The United States District Court for the Eastern District of New York recently issued an opinion that may frustrate employers’ efforts to minimize unfavorable media attention caused by lawsuits brought against them. In that case, the court held that the plaintiffs’ comments at a press conference concerning alleged sexual harassment they claimed to have been subjected to at their former employer were protected by New York Civil Rights Law § 74, which insulates a speaker from potential liability arising out of “a fair and true report of any judicial proceeding,” and that the defendants’ counterclaims for defamation should thus be dismissed. See D’Annunzio v. Ayken, Inc., No. 11‑CV‑3303, __ F. Supp. 2d __, 2012 WL 2906248 (E.D.N.Y. July 17, 2012). The court ruled that the plaintiffs’ remarks constituted a “fair and true report of [the] judicial proceeding” because their complaint served as “the basis for each of the contested statements” and as such they were privileged statements under section 74.
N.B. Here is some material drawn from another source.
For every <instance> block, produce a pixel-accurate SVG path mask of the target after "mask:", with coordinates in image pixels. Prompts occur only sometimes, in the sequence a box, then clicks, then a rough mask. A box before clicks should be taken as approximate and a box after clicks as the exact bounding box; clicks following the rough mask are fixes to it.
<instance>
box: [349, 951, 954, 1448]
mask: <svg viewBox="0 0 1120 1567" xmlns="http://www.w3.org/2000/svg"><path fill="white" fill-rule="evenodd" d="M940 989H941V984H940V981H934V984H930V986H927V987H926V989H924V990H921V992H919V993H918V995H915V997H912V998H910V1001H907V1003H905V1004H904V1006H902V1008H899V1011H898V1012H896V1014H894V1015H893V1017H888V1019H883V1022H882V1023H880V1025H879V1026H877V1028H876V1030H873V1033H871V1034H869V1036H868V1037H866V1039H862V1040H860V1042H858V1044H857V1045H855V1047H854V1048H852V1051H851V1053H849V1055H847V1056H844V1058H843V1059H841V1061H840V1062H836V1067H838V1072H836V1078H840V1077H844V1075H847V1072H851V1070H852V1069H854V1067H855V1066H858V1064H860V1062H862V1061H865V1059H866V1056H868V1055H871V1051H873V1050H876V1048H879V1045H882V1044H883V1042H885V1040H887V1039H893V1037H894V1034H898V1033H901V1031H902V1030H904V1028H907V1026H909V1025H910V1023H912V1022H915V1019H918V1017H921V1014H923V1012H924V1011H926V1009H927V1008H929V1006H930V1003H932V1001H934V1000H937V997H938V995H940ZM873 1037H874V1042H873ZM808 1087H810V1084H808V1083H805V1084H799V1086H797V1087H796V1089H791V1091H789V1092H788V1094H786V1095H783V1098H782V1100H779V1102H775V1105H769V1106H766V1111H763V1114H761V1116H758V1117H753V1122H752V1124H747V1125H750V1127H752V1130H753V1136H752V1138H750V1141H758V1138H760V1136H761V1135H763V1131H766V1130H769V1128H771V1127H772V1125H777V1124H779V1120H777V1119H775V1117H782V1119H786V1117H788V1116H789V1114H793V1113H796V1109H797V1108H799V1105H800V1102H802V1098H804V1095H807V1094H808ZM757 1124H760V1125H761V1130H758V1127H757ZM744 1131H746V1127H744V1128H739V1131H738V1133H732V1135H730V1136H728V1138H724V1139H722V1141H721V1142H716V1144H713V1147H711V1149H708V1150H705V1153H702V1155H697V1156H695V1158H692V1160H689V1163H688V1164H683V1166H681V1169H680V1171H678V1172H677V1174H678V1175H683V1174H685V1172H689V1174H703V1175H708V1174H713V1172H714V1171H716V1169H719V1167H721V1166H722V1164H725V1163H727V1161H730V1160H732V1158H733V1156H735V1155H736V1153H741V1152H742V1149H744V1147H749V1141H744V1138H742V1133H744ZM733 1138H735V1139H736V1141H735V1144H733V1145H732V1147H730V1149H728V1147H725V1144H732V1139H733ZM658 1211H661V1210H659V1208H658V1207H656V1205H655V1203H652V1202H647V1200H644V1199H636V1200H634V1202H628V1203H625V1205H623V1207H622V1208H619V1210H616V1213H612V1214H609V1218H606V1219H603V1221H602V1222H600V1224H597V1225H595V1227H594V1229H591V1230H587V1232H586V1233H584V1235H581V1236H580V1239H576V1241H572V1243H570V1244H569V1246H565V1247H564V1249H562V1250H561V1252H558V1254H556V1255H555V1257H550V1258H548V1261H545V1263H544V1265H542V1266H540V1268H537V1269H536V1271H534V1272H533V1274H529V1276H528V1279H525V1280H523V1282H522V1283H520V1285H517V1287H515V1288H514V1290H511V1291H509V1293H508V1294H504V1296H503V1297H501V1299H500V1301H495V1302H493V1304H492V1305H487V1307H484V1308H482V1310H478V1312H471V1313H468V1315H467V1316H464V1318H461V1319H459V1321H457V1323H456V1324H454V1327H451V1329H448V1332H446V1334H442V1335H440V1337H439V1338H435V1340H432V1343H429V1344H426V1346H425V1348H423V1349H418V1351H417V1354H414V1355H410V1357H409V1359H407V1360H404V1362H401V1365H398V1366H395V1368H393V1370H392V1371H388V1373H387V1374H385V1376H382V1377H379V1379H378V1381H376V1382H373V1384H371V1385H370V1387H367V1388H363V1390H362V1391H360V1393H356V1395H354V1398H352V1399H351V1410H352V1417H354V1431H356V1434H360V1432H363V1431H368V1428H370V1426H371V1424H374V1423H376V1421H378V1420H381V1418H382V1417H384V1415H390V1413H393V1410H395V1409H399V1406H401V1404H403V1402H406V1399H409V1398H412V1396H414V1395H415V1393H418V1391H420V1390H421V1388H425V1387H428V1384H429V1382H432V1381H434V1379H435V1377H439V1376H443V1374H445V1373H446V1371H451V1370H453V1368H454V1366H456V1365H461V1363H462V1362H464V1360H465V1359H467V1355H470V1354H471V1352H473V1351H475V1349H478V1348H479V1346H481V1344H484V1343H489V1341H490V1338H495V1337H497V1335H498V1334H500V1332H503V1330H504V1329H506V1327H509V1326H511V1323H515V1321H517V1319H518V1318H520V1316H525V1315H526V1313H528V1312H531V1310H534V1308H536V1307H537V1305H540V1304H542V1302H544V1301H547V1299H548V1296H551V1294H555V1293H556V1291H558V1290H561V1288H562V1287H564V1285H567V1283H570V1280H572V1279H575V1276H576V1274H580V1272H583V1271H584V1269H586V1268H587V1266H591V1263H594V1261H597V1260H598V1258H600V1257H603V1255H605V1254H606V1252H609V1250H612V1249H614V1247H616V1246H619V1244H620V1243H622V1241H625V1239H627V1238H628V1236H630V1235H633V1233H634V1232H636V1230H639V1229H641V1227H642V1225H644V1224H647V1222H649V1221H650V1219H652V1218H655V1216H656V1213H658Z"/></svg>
At the press conference held by the plaintiffs to announce the filing of their lawsuit, during which they distributed copies of the complaint to the media, the plaintiffs stated that “throughout” their employment they were “sexually harassed continually” and that they had “complained to management, but nothing was done to stop it.” Two different media outlets ran stories repeating the plaintiffs’ statements and discussing the filing of the complaint. Because the plaintiffs’ remarks did not “imply misconduct beyond that alleged” in the complaint and “accurately reflect[ed] the allegations” in the complaint, the court found that section 74 insulated the plaintiffs from the defendants’ defamation claims. Further, the court found no evidence that the plaintiffs commenced the lawsuit in bad faith for the purpose of disseminating defamatory statements about the defendants, which would have rendered section 74 inapplicable.
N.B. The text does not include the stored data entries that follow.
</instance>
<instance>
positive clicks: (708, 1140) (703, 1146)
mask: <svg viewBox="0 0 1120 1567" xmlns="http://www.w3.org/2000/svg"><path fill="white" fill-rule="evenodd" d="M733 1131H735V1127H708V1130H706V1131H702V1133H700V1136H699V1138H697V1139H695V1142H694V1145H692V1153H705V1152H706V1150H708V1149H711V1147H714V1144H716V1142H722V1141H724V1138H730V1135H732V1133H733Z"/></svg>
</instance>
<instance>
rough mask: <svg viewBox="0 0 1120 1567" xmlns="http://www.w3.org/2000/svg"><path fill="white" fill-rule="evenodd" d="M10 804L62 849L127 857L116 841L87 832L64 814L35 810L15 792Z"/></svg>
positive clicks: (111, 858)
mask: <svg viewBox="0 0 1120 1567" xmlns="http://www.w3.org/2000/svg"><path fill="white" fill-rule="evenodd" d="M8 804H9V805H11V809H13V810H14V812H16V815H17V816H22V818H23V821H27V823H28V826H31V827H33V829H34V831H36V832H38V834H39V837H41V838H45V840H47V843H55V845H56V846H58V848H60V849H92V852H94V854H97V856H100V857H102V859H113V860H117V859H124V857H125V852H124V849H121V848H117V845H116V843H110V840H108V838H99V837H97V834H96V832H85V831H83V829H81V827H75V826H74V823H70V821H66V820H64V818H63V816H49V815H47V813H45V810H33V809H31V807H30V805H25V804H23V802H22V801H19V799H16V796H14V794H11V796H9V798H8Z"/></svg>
Although the court found that section 74 shielded the plaintiffs’ comments, it rejected their claim that their comments were protected by the absolute privilege under New York common law accorded to communications made in the course of judicial proceedings. The court ruled that out-of-court statements and actions such as the plaintiffs’ distribution of the complaint are not covered by this absolute privilege. Id. at 6-7.
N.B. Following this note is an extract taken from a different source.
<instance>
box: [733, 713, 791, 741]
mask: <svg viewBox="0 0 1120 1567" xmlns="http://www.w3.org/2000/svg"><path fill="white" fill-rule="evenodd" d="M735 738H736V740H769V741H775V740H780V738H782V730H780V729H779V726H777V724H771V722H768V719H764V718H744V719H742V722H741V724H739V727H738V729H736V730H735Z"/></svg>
On the one hand, the decision in D’Annuzio may encourage plaintiffs’ attorneys to plead broad allegations in complaints in order to allow them to later claim that any out-of-court statements are based on the contents of the complaint and thus privileged under New York Civil Rights Law § 74. On the other hand, however, by barring the application of the absolute privilege to out-of-court statements and by refusing to extend the protection of section 74 to statements implying misconduct beyond that claimed in the complaint, the court left the door open for the possibility of successful defamation claims based on such remarks.